September 30, 2009


Posted in Susan's Blog tagged , , , , , at 2:22 pm by Susan


Earlier this month I visited the Gobelins in Paris, where tapestries and carpets are still made by hand using techniques that have hardly changed over centuries. After the history-for-tourists preamble by our guide we were taken on a tour of the workshops. There was something mesmeric about the row of weavers working with only the simplest of tools: a shuttle to pass the thread back and forth, a comb to press the threads flat, a pair of scissors. One of their more surprising tools was a mirror. The tapestries are woven back to front and the mirrors are inserted under the frame so the weaver can see the image they are creating.

Another surprise was the contemporary design of the tapestries and carpets. The Gobelins do not replicate historical artefacts but produce new work based on pictures and photographs by contemporary artists. The resultant pieces are extraordinary: richly textured, they arrest the eye. Some use hundreds of colours. I saw one weaver working on a detail using perhaps a dozen different shades of purple – every possible variation from aubergine to plum. Nothing made at the Gobelins is for sale. Once the tapestries and carpets are finished they are taken to a central store, where they wait to be assigned to a public building.

Watching the weavers clock-off at 4.30 – they weave in natural light if at all possible – made me think about the rhythm of their work. Our guide had told us that in the case of complex designs a skilled weaver might only produce a few centimetres a day – a statistic I find profoundly reassuring when I compare it to my own efforts to inch my current novel forwards. Perhaps if – like the weavers – I keep weaving away at my words, the moment will come when I’ll turn the whole thing over and a marvellous picture will emerge.

September 19, 2009

Can you teach creative writing?

Posted in Susan's Blog tagged , , , , , at 7:04 pm by Susan

There’s an interesting debate going on in British universities at the moment about the teaching of creative writing. Some argue it can’t be taught – that the best writing derives from a slow process of trial and error conducted alone at one’s desk. Others point out it involves a good deal of craft and insist that just as a painter learns perspective – or a composer scoring for different instruments – so a poet must study metre and a novelist plot.

cixous note-1There is disagreement even among those in favour as to the form such teaching should take.

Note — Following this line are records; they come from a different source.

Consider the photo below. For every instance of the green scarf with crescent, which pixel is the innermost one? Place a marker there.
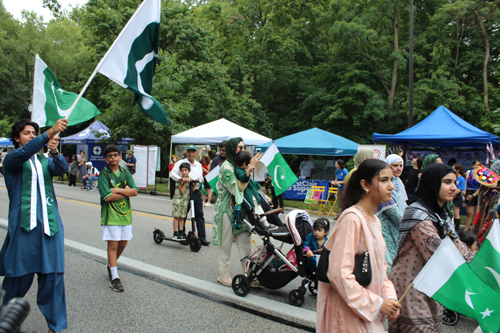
(36, 175)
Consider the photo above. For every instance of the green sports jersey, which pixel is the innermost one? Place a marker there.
(115, 212)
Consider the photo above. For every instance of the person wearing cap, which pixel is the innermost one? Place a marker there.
(131, 162)
(91, 176)
(196, 174)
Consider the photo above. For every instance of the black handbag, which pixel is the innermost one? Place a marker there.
(362, 268)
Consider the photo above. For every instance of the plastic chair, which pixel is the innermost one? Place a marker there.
(315, 200)
(328, 204)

Broadly speaking, the dispute falls into two camps: those who advocate skills-based classes (such as scrutinizing different plot-lines) versus those who champion the workshop (where participants take it in turns to read their work aloud and are given feedback by the group). Both clearly bring benefits. Skills-based sessions offer insight into the technical aspects of writing and often help prepare the writer for the harsh realities of the marketplace. Workshops encourage critical self-appraisal through a tough kind of love.

Each model has detractors. Workshopping (now a verb) can damage as well as build confidence, and can mean a piece of writing is dissected by others before it has acquired its own identity.  At its worst, technical courses produce formulaic writing which leaves most industry professionals running for the cover of their slush-piles.

So far, most UK university undergraduate and masters programmes have privileged the workshop over skills-based classes, supplemented with plenty of individual tuition from published writers. Those – like the recent masters at Napier (which foregrounds technique and specifically orients its students towards genres of writing) – remain rare.

But what about the newest and most controversial university course in creative writing:  the Ph D? This has taken a while to establish itself in the face of fierce opposition from those who contend creative writing doesn’t belong in the academy at all. And as with undergraduate and masters programmes, even those institutions who now offer the degree have conflicting views as to how it should be assessed. Some require a finished piece of writing – a whole novel, a full collection of poems – reasoning that it’s impossible to judge part of a work. Others propound the Ph. D. has an obligation to include critical analysis, and consequently insist on a sample piece of creative work together with a commentary. The critical component can be as little as 10%, or – as in the case of the University St Andrews where I teach – as high as 50%.

Few of today’s literary giants began with a qualification in creative writing, though there are plenty of stories of writers enrolling for degrees and writing instead (Ian Rankin, for one, has famously described how he used his Ph. D. funding to kick-start his career as a novelist). So is the debate about the precise form creative writing courses should take beside the point? Maybe what’s important has less to do with acquiring technique or gaining feedback from others – and more with giving participants permission to carve out time to write.